Mr. Mintz's clients include ad hoc lender groups, lenders, hedge funds, asset managers, administrative agents, indenture trustees and other senior secured investors as well as debtors, creditor committees, litigation/liquidation trustees, fiduciaries, equity holders, sovereigns, and other individual creditors. Mr. Mintz has experience in a variety of industries including health care, real estate, energy, airlines, travel, retail, financial, gaming, manufacturing, entertainment, telecommunications, and apparel. Mr. Mintz also has extensive experience in distressed M&A, having represented both buyers and sellers in complex distressed acquisition transactions, involving operating assets, financial assets and real estate.


  • Republic of Colombia in the Southern District of New York bankruptcy case of Avianca Airlines.
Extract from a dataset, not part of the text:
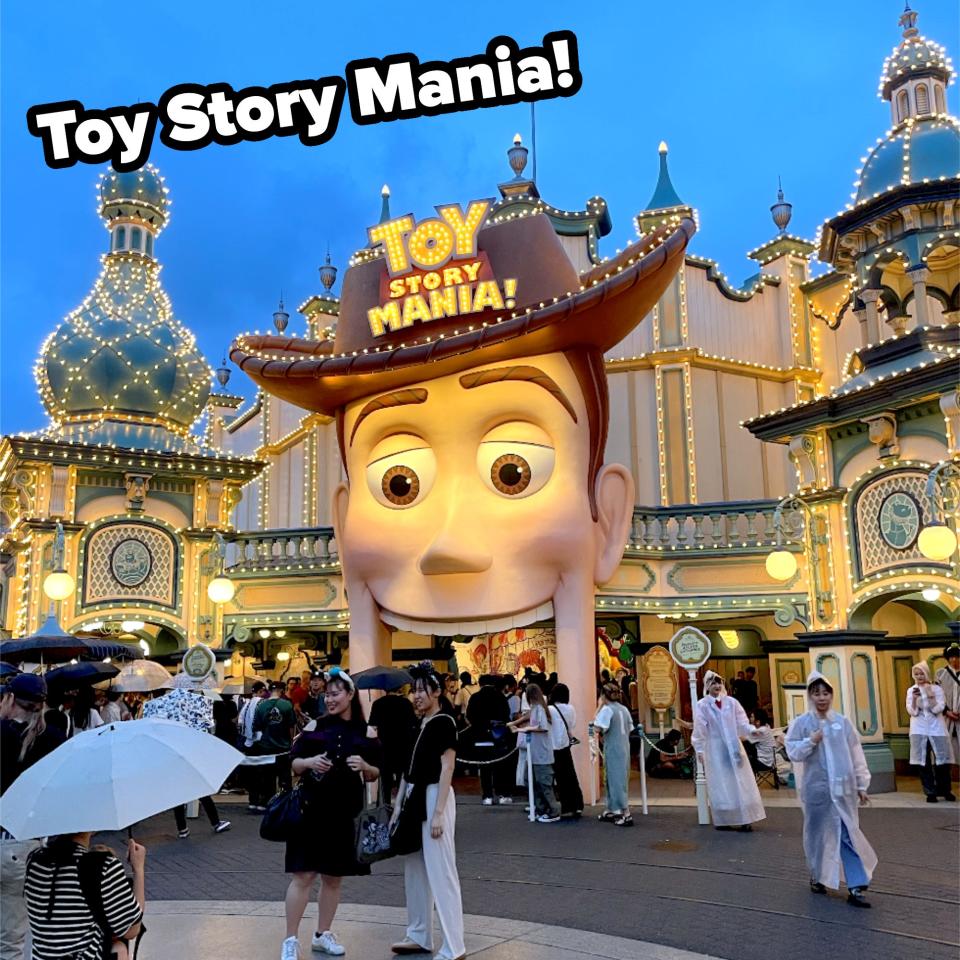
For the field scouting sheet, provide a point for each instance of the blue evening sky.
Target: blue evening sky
(742, 92)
  • DZ Bank, in connection with its receivables purchase facility, with respect to Pyxus International Inc., one of the world's largest tobacco suppliers, Chapter 11 prepackaged bankruptcy case.
  • Equity Security Holders in the Southern District of New York bankruptcy of Lakeland Tours, LLC (WorldStrides Travel).
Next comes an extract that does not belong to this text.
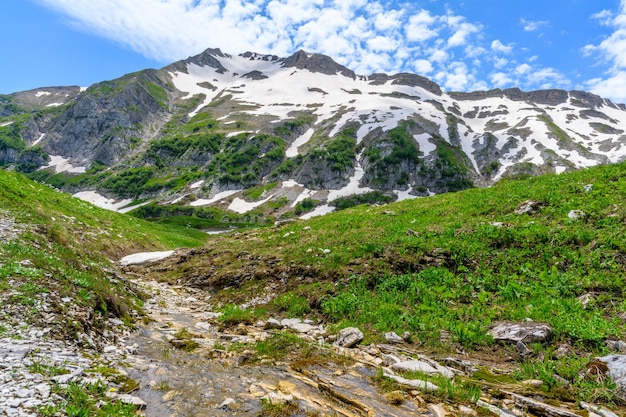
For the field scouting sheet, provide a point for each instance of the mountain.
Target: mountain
(265, 136)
  • Wilmington Trust, National Association, as second lien agent, with respect to the CCAA proceeding in Quebec and ancillary U.S. chapter 15 case in the District of Delaware of Cirque du Soleil, a Montreal-based entertainment company and the largest contemporary circus producer in the world.
  • GLAS USA LLC, as term loan agent to Chesapeake Energy Corporation, one of the largest energy and exploration companies in its Chapter 11 case in the Northern District of Texas.
  • Steering committee of first-lien noteholders to Techniplas LLC, a leading automotive component manufacturer, in connection with the company's Chapter 11 filing and ultimate successful sale of core assets for $110 million to the group.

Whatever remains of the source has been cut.